O ambiente estava pesado, um dos formandos já estava com cara de cu.
- Mas que javardice é esta? – Gritou a Doutora Sem Canudo, interrompendo-me a meditação.
Tinha dado de caras com um vaso xungoso, cheio de lixo e com um pau carunchoso armado em rosa.
- É o Cantinho da Pilca, - explicou a Menina Tatrícia, não se escapando de levar um empurrão da colega de meia idade, que com o desequilíbrio caiu ela aos pés do touro.
- Dona Pilca, que porcaria é esta? Já não me chegavam os candidatos a “Buffo-Terapeutas” do primeiro andar, e agora é isto? Ainda vem aí uma inspecção e passo a ter três queixosos na fila da porta: a Pirolito, o Cabo Pilas e a Inspectora. Eu vou recolher os donativos do café, atender os queixinhas e quando voltar quero aqui um jardim suspenso.
Cinco minutos depois ninguém conseguía passar para o refeitório, pois a Dona Pilca tinha juntado todos os vasos da Venteira e erguera, com raiva, a Floresta Mágica Mongólica. Pelo caminho tinha dado um chuto na velha que insistia em pôr os caniches a cagar na floreira da entrada.
- Agarrem a Lolita, - gritou a Kalélé.
Mas foi tarde de mais. A Lolita embrenhou-se no matagal e não saiu pelo lado do refeitório.
- Não me digas que trouxeste uma planta carnívora, - disse a Pirosa.
- Mais uma dessas e deito fogo a isto tudo, - berrou a florista, ficando de imediato com um bigodão, sinal de que a tampa ia saltar a qualquer momento.
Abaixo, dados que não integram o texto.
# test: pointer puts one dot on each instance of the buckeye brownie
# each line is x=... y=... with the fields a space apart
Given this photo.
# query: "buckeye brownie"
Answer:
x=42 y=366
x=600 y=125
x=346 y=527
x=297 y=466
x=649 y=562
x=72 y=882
Mas havia ainda mais um problema grave: uma “Manifestação de Tísicos”, liderada pela padeira Tareca, que ameaçava partir a loiça toda se não lhe dessem a conhecer a já famosa “Lista dos Bichados”, gamada pelo poder intermédio, mas que conseguira deixar a culpa no colo do Trio Odemira dos Serviços Administrativos, a Sãozinha Júnior, o Pato Donald e a Madame Patológica. Só acalmou quando começaram a distribuir as fotos íntimas do pessoal, que iriam levantar a ponta do véu da “verdade da mentira”.
- Aiiiiiiiii, - gritou a Terapeuta Zézé ao confirmar que o pulmão direito estava meio-cheio de tinto branco da Luz.
- Alto e param os pincéis, - ordenou o senhor Pintor, - eu quero que me digam se morro com o pincel rijo, como sempre desejei, ou que a brocha vai cair de caruncho por causa deste bicho que anda aí à solta?
O caos desta típica aldeia gaulesa da Venteira chegara cedo. Seria um sinal do fim do mundo?